On Fri, Apr 11, 2008 at 6:01 PM, Frank T. [email protected]
wrote:

Thanks for your help, but the situation in A=1, B=2 or A=2, B=1 that
wont be accepted if using unique.

My point is that when record(A=1, B=1) was existed in database, any new
record(A=1, B=1) can not be valided. They can be (A=1, B=2), (A=1, B=3)
or (A=5, B=1) etc.

You probably have a primary key constraint on one of the columns
(unless you are using kindergarten SQLite). Example without correct
caps…

create table stuff (
colA int not null,
colB int not null,
primary key (colA, colB)
)

…or if you succumb to the idea integer IDs for the primary key are a
good idea…

create table stuff (
id int not null primary key,
colA int not null,
colB int not null,
unique (colA, colB)
)

Not tested.

Todd

limatsao · April 13, 2008, 2:15am

On Sat, Apr 12, 2008 at 3:55 PM, ara.t.howard [email protected]
wrote:

no db actually deals with sets - try to do a query and get the results back
in different order each time. in practice they are ordered tuples of key
value pairs and every db i’ve used is written with this implicit
understanding. having an id is no different that having an ‘updated_at’
field - it simply provides a total ordering which is arbitrary. fighting
the id is just swimming upstream to nowhere - i know as i did it for a long
time.

a @ http://codeforpeople.com/

I understand that, for example, postgresql and mysql have labeled all
things with an integer. But, in the table itself, umm, doesn’t make
much sense…

create table my_set (
id int not null primary key,
a int,
b int,
);

insert into my_set values (1, 1, 1);

insert into my_set values (2, 1, 1);

It gets even worse with built in functions like auto_increment, where
you’ve tossed all identity of the tuple to the wind (think of moving
such a table to another db).

I’m still a firm believer in using logical primary keys instead of
arbitrary ones anyway, even if it takes a little more effort, but I’m
willing to listen to other ways

Todd

limatsao · April 13, 2008, 12:09am

Hi,

Excerpts from shuhao.tsao’s message of Fri Apr 11 16:02:10 -0700 2008:

Dave

Thanks for your help, but the situation in A=1, B=2 or A=2, B=1 that
wont be accepted if using unique.

My point is that when record(A=1, B=1) was existed in database, any new
record(A=1, B=1) can not be valided. They can be (A=1, B=2), (A=1, B=3)
or (A=5, B=1) etc.

You could try creating a third column. Let’s suppose that you know that
all A & B values are 6 digits or less, create a unique string column
that will then contain the value of A & B sorted, zero padded and
joined.

u = [a, b].sort.map { |i| “%06d” %i }.join

So, the database would contain 3 columns: a, b, u with u being defined
as unique in the database.

So, with a = 1; b = 2 we get u = “000001000002”

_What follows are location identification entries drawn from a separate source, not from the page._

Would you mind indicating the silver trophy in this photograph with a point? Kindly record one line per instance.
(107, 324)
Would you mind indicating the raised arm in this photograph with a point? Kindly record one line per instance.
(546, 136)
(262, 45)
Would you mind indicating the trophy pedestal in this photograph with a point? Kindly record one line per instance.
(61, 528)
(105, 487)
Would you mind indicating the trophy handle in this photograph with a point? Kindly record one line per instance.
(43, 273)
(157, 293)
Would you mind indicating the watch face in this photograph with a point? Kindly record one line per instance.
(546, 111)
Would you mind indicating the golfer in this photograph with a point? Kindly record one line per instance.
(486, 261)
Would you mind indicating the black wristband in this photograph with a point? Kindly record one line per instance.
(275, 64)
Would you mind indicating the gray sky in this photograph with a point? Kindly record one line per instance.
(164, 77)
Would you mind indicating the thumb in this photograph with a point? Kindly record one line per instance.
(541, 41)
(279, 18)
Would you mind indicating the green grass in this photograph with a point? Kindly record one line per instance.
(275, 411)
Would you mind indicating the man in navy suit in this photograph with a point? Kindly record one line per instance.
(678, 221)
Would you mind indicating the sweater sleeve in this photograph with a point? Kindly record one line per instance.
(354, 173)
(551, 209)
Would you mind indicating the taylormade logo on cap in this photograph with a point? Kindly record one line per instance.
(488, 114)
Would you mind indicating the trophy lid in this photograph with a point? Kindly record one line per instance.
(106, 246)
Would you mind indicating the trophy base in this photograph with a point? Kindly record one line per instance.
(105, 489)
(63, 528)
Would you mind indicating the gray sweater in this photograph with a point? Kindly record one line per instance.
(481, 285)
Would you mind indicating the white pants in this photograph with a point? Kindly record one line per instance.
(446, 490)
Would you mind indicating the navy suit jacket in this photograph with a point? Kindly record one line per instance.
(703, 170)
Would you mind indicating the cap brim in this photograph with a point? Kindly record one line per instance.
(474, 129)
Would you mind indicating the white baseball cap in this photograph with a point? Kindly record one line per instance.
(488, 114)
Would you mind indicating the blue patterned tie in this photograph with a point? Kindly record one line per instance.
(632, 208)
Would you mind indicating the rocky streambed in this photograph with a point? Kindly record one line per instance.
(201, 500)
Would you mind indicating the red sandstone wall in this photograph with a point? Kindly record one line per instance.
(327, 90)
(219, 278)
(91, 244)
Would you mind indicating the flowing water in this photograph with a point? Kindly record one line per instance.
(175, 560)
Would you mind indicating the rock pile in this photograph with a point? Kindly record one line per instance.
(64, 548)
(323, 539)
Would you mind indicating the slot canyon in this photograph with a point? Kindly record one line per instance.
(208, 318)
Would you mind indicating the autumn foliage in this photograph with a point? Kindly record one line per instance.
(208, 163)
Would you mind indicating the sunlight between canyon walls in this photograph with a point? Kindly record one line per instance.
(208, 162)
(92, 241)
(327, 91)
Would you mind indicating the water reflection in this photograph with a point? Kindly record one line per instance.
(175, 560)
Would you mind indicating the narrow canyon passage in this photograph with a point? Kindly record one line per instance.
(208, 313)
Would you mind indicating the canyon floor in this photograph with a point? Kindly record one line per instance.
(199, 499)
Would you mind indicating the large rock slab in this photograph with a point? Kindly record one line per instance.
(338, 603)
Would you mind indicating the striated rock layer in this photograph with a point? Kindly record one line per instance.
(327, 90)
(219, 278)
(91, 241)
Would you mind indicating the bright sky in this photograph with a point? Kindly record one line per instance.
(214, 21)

or with a = 2; b = 1 we also get u = “000001000002”

limatsao · April 13, 2008, 3:38am

On Sat, Apr 12, 2008 at 7:14 PM, Todd B. [email protected]
wrote:

I understand that, for example, postgresql and mysql have labeled all
insert into my_set values (1, 1, 1);

insert into my_set values (2, 1, 1);

It gets even worse with built in functions like auto_increment, where
you’ve tossed all identity of the tuple to the wind (think of moving
such a table to another db).

I’m still a firm believer in using logical primary keys instead of
arbitrary ones anyway, even if it takes a little more effort, but I’m
willing to listen to other ways

I’ll clarify a little (I may have told this little story before). I
once worked for a company that had complete confidence in its ERP
database (to be nameless). Suddenly, one day, there’s about a half
mil missing for no real reason except for what the reports said.
Having been embezzled before, they wanted to find the culprit. The
culprit turned out to be the database schema (and they were so ready
for a witch hunt).

Todd

limatsao · April 13, 2008, 3:49am

On Sat, Apr 12, 2008 at 8:37 PM, Todd B. [email protected]
wrote:

to fix it, but the underlying rails code is intimidating.
a @ http://codeforpeople.com/
);
arbitrary ones anyway, even if it takes a little more effort, but I’m
Todd
Wow. That sounded incriminating, didn’t it! My apologies for the
noise, but it’s true. The company I worked for lost a bunch of money
because of a culmination of practices. They were paying for new part
revs and the db didn’t reflect it. “Bad” shipments were dropped/lost
in the shipping part of the database. Also, it was full of tables
called: 12400010, 12400011, etc. and the relations were not even
close to sane. The “help” was paid about $1000/hr to set it up.

Todd

limatsao · April 13, 2008, 4:04am

On Apr 12, 2008, at 7:48 PM, Todd B. wrote:

The “help” was paid about $1000/hr to set it up.

guess we have something to learn from them!

a @ http://codeforpeople.com/

limatsao · April 13, 2008, 4:02am

On Apr 12, 2008, at 6:14 PM, Todd B. wrote:

It gets even worse with built in functions like auto_increment, where
you’ve tossed all identity of the tuple to the wind (think of moving
such a table to another db).

yeah that’s valid. i have at least one db where every id is a
globally unique uuid - and by globally i mean according to rfc. still

olddb.id

is a valid concept…

a @ http://codeforpeople.com/

limatsao · April 13, 2008, 4:55am

On Sat, Apr 12, 2008 at 9:02 PM, ara.t.howard [email protected]
wrote:

On Apr 12, 2008, at 7:48 PM, Todd B. wrote:

The “help” was paid about $1000/hr to set it up.

guess we have something to learn from them!

Yeah, it’s funny. That may sound like an exaggeration, but after you
add up the flight cost and motel stay, it probably was more like
$1200/hr. The guy worked about 4 hours per day for a total of 3 or 4
days.